Chasse aux sorcières. L’expression est aujourd’hui utilisée quand un groupe de personnes est persécuté pour des raisons politiques ou idéologiques. Mais, il y a bien eu une chasse aux sorcières littérale en Europe, et son le berceau fut la Catalogne. Récit.
« Sans le soutien d’une grande partie de la population catalane, la chasse aux sorcières, qui a conduit au bûcher un millier de femmes, n’aurait pas duré 300 ans » selon l’historien Pau Castell. La chasse aux sorcières, un phénomène qui a marqué toute l’Europe, entre le XVe et le XVIIIe siècle, est apparu pour la première fois en Catalogne, dans les Pyrénées. Dans ces 1 000 exécutions pour sorcellerie, les victimes furent femmes à hauteur de 90 % des affaires. Les preuves ont été retrouvées dans les archives documentaires de Catalogne.

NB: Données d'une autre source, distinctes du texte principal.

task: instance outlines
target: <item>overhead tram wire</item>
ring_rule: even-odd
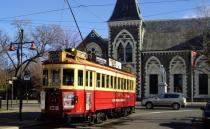
[[[69,10],[70,10],[70,12],[71,12],[71,14],[72,14],[72,16],[73,16],[73,19],[74,19],[74,21],[75,21],[75,24],[76,24],[76,26],[77,26],[77,29],[78,29],[79,34],[80,34],[80,36],[81,36],[81,39],[82,39],[82,41],[83,41],[82,33],[81,33],[80,29],[79,29],[79,26],[78,26],[78,24],[77,24],[77,20],[76,20],[76,18],[75,18],[75,16],[74,16],[74,13],[73,13],[72,9],[71,9],[70,3],[69,3],[68,0],[65,0],[65,1],[67,2],[68,6],[69,6]]]
[[[166,3],[166,2],[184,2],[184,1],[192,1],[192,0],[167,0],[167,1],[155,1],[155,2],[143,2],[139,4],[156,4],[156,3]],[[105,7],[105,6],[110,6],[114,5],[115,3],[111,4],[101,4],[101,5],[78,5],[72,8],[83,8],[83,7],[91,7],[91,6],[99,6],[99,7]],[[25,17],[25,16],[31,16],[31,15],[40,15],[40,14],[46,14],[46,13],[52,13],[52,12],[58,12],[58,11],[64,11],[64,10],[69,10],[69,8],[63,8],[63,9],[54,9],[54,10],[47,10],[47,11],[40,11],[40,12],[34,12],[34,13],[29,13],[29,14],[22,14],[22,15],[16,15],[16,16],[9,16],[9,17],[2,17],[0,18],[1,20],[4,19],[12,19],[12,18],[19,18],[19,17]]]

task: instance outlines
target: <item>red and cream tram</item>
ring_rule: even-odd
[[[117,61],[109,59],[111,67],[86,57],[76,49],[49,52],[49,59],[43,63],[42,114],[100,123],[107,116],[132,113],[136,103],[135,75],[113,68],[121,67]]]

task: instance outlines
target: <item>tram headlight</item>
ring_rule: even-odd
[[[75,95],[73,92],[63,93],[63,109],[72,109],[75,106]]]

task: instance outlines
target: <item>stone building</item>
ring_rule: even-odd
[[[109,37],[96,31],[78,46],[89,56],[114,58],[137,75],[137,98],[158,94],[160,66],[166,70],[168,92],[188,99],[210,98],[210,74],[203,49],[208,19],[143,21],[136,0],[117,0],[108,20]]]

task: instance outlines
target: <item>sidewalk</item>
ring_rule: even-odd
[[[13,107],[6,110],[5,105],[0,110],[0,129],[21,129],[43,124],[37,121],[41,109],[38,101],[23,101],[22,121],[19,121],[19,104],[14,102]]]

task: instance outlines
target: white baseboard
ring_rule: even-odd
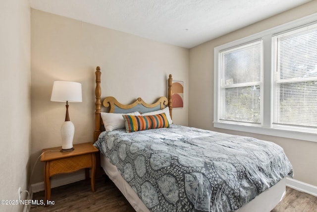
[[[62,177],[56,178],[51,180],[51,188],[55,188],[69,183],[74,183],[75,182],[84,180],[86,178],[85,172],[82,171],[79,171],[67,175],[62,175],[61,177]],[[286,178],[286,186],[297,191],[305,192],[317,197],[317,186],[315,186],[289,177]],[[33,193],[44,191],[44,182],[32,184],[29,190],[29,191],[30,191],[31,199],[32,199],[33,197]],[[26,210],[26,211],[27,211],[28,210]],[[26,211],[25,208],[24,211]]]
[[[317,186],[299,181],[289,177],[286,178],[286,186],[317,197]]]
[[[57,175],[56,178],[53,178],[51,180],[51,188],[55,188],[69,183],[74,183],[86,179],[84,171],[78,171],[71,174]],[[35,183],[31,185],[30,190],[33,193],[44,191],[44,182]]]

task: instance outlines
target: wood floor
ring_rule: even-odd
[[[55,205],[32,207],[31,212],[135,212],[110,180],[96,179],[96,188],[92,192],[90,181],[83,180],[52,189]],[[44,197],[44,191],[36,193],[33,200]],[[271,212],[317,212],[317,197],[287,187],[285,198]]]

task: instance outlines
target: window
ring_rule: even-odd
[[[317,141],[317,20],[214,48],[214,127]]]
[[[262,41],[220,53],[220,119],[260,123]]]
[[[317,24],[273,42],[273,123],[317,127]]]

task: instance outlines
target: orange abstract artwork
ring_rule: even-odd
[[[184,107],[184,82],[173,80],[172,84],[172,102],[173,108]]]

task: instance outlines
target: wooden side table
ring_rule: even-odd
[[[86,179],[89,178],[89,168],[91,168],[91,190],[95,192],[96,152],[98,149],[90,142],[74,144],[73,151],[61,152],[61,146],[44,149],[41,161],[45,162],[44,184],[45,201],[51,199],[51,181],[52,176],[62,173],[74,172],[85,169]],[[54,151],[55,150],[55,151]]]

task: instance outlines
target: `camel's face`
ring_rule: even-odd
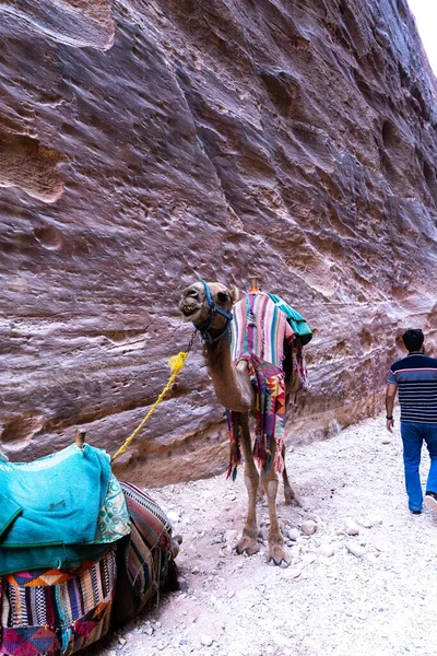
[[[213,303],[222,307],[226,312],[231,308],[238,298],[236,289],[228,290],[220,282],[208,283]],[[206,294],[202,282],[194,282],[186,288],[179,301],[179,311],[186,321],[193,324],[203,324],[210,315],[210,306],[208,305]],[[212,328],[221,329],[226,323],[225,317],[217,314],[214,318]]]

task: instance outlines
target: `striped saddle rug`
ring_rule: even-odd
[[[69,656],[176,587],[168,519],[149,494],[120,484],[130,535],[80,566],[0,576],[0,654]]]

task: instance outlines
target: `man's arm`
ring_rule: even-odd
[[[394,408],[394,398],[398,391],[398,385],[393,385],[389,383],[387,385],[386,391],[386,414],[387,414],[387,430],[392,433],[393,432],[393,408]]]

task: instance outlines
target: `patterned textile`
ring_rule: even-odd
[[[123,598],[133,596],[130,614],[140,612],[160,593],[173,565],[172,525],[153,499],[131,483],[121,482],[132,522],[130,539],[126,546],[120,581],[126,575],[125,591],[117,588],[116,621],[126,620],[129,609]],[[120,601],[120,604],[119,604]]]
[[[262,469],[268,470],[273,465],[274,470],[281,473],[284,468],[282,457],[285,429],[284,372],[273,364],[263,362],[255,354],[241,356],[239,360],[247,361],[250,380],[256,390],[253,457]],[[232,475],[235,479],[241,459],[241,415],[239,412],[226,410],[226,417],[231,440],[227,477]]]
[[[93,542],[110,477],[109,456],[74,444],[32,462],[0,462],[0,494],[20,506],[1,549]]]
[[[114,475],[109,478],[104,504],[96,522],[95,535],[91,543],[21,549],[3,549],[0,543],[0,575],[43,567],[75,567],[84,561],[99,559],[107,551],[108,543],[129,535],[129,511],[120,483]],[[66,542],[69,542],[68,534],[66,534]]]
[[[114,473],[108,483],[105,503],[101,507],[93,543],[115,542],[130,534],[129,511],[123,491]]]
[[[294,332],[284,312],[263,292],[247,294],[233,307],[231,321],[232,358],[248,353],[282,367],[284,341],[293,341]]]
[[[69,656],[109,629],[116,583],[110,550],[80,567],[0,578],[0,654]]]
[[[234,362],[248,362],[256,390],[253,456],[263,469],[273,465],[275,471],[281,472],[284,467],[282,446],[285,427],[284,348],[286,344],[290,345],[288,351],[293,348],[295,335],[286,314],[263,292],[247,294],[234,305],[233,314],[232,358]],[[232,475],[235,479],[241,459],[241,418],[229,410],[226,410],[226,417],[231,440],[227,476]]]

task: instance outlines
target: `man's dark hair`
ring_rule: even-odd
[[[405,344],[405,349],[408,351],[420,351],[421,347],[424,342],[424,333],[420,328],[409,328],[402,335],[403,343]]]

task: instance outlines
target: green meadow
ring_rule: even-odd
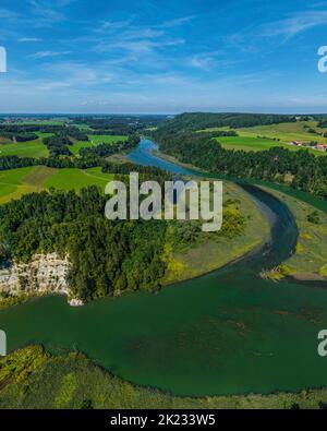
[[[49,151],[43,142],[44,137],[50,136],[52,133],[36,133],[39,137],[28,142],[7,142],[0,143],[0,156],[19,156],[19,157],[48,157]],[[81,148],[96,146],[100,143],[113,144],[118,141],[125,141],[126,136],[120,135],[88,135],[89,141],[76,141],[70,147],[74,155],[78,154]]]
[[[89,141],[76,141],[74,145],[70,146],[70,151],[74,155],[78,155],[81,148],[87,148],[88,146],[97,146],[99,144],[114,144],[119,141],[126,141],[128,136],[120,136],[120,135],[99,135],[99,134],[89,134]]]
[[[39,137],[28,142],[9,142],[0,144],[0,156],[19,156],[19,157],[48,157],[49,152],[43,143],[43,137],[49,133],[37,133]]]
[[[102,173],[99,167],[82,170],[36,166],[4,170],[0,172],[0,204],[51,187],[80,191],[84,187],[94,184],[105,190],[107,182],[112,179],[113,175]]]
[[[257,125],[254,128],[241,128],[235,130],[239,136],[220,136],[217,137],[217,141],[228,149],[233,148],[244,151],[262,151],[268,149],[272,146],[284,146],[291,151],[299,151],[299,148],[295,146],[287,145],[292,141],[316,141],[327,144],[327,137],[323,137],[315,133],[310,133],[308,129],[314,129],[317,133],[326,132],[326,129],[319,129],[317,127],[317,121],[298,121],[271,125]],[[205,131],[209,132],[219,130],[230,129],[211,128],[206,129]],[[317,152],[311,148],[310,152],[316,155],[326,155],[326,153]]]

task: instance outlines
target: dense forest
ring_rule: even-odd
[[[154,132],[160,149],[183,163],[231,177],[288,183],[327,199],[327,157],[282,147],[261,152],[230,151],[215,137],[215,133],[175,133],[166,128]]]
[[[96,187],[81,194],[32,193],[0,206],[0,261],[36,252],[69,253],[70,289],[83,300],[159,287],[165,222],[110,222]]]

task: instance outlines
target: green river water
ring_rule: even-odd
[[[153,148],[142,141],[130,158],[194,173],[155,157]],[[271,224],[271,240],[261,251],[158,295],[129,294],[82,308],[47,297],[2,310],[0,328],[9,350],[28,344],[78,349],[128,381],[178,395],[327,385],[327,358],[317,355],[317,333],[327,328],[327,290],[317,283],[259,278],[263,267],[292,253],[298,229],[281,202],[254,185],[243,187]]]

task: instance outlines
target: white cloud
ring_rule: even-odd
[[[33,43],[33,41],[41,41],[43,39],[40,39],[39,37],[21,37],[19,39],[20,44],[25,44],[25,43]]]
[[[19,17],[16,12],[10,11],[8,9],[0,9],[0,19],[3,20],[16,20]]]
[[[324,24],[327,24],[327,11],[303,11],[267,24],[263,28],[263,35],[268,37],[284,36],[289,39]]]
[[[59,57],[59,56],[68,56],[71,51],[38,51],[28,56],[28,58],[33,59],[43,59],[47,57]]]

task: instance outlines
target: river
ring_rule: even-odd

Une peine de mort infligée après un procès lunaire, sous le seau de la loi. En 1424, le premier texte législatif contre la sorcellerie est adopté dans les communes de Valls d’Àneu, dans le nord-ouest de la région, au coeur des froides Pyrénées. Le détail de la loi inflige la condamnation à la peine capitale, aux personnes jugées coupables d’être membres d’une secte satanique. Donc hérétique, selon le Catholicisme triomphant, alors infiltré dans tous les arcanes du pouvoir.
Mais pas que. Si le fanatisme religieux était monnaie courante, des thèmes plus terre à terre comme l’argent ou les jalousies sont au cœur de ce funeste phénomène. Le XVe siècle a été une période marquée par des crises sociales, la pauvreté, des catastrophes climatiques qui détruisaient les récoltes et la mort de nombreux enfants en bas âge. Comme fréquemment en temps de trouble, la société, sur le plan collectif, cherchait des coupables. Mais aussi au sein de la sphère privée : dans de nombreux cas, les accusations ne provenaient pas directement des autorités ou de l’Église, mais de la population elle-même, souvent motivée par des rivalités familiales ou des jalousies entre voisins.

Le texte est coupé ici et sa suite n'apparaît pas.